Sam Goodall was working on the ice cream production line when his glove got caught and his arm drawn into an in-feed conveyor belt.
The incident occurred last year because the company had removed a part of the line leaving a gap in the side of the conveyor belt and Goodall put his hand through the gap to retrieve some trapped lids.
His glove became entangled and his arm was drawn into a dangerous moving part of the machine, which was inadequately guarded, Northallerton Magistrates' Court heard.
He managed to pull himself free, but suffered two broken bones in his right arm and a dislocated wrist and was off work for six weeks.
HSE inspector Kate Dixon said many other employees sustain permanent disability or impairment because machine safety has been neglected.
"Unguarded or poorly guarded machinery is the cause of many injuries in workplaces across the country. Employees should not be exposed to risks to their safety through their everyday work.

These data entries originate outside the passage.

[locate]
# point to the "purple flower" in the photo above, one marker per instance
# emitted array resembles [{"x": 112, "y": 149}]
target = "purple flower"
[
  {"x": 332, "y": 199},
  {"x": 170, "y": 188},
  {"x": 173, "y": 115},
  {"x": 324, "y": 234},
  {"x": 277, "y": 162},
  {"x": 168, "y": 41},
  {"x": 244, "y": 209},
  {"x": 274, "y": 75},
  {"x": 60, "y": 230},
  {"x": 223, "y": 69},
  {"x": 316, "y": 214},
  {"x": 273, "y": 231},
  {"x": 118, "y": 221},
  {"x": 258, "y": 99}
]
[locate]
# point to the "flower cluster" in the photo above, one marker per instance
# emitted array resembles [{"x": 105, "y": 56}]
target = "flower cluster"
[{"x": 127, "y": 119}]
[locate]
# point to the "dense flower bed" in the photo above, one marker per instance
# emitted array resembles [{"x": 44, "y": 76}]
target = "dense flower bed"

"R&R Ice Cream Ltd failed to make sure that the dangerous moving parts of the in-feed conveyor were not accessible by the workforce on the production line. This failure could have been addressed at minimal cost.
"They also failed re-assess the risk to workers after the change they made to the production line. Even temporary changes to machinery should be fully considered to make sure additional risks are identified and addressed."
R&R Ice Cream produces brands including Fab and holds the licence to make a range of Nestlé ice creams including Rowntree’s Fruit Pastilles.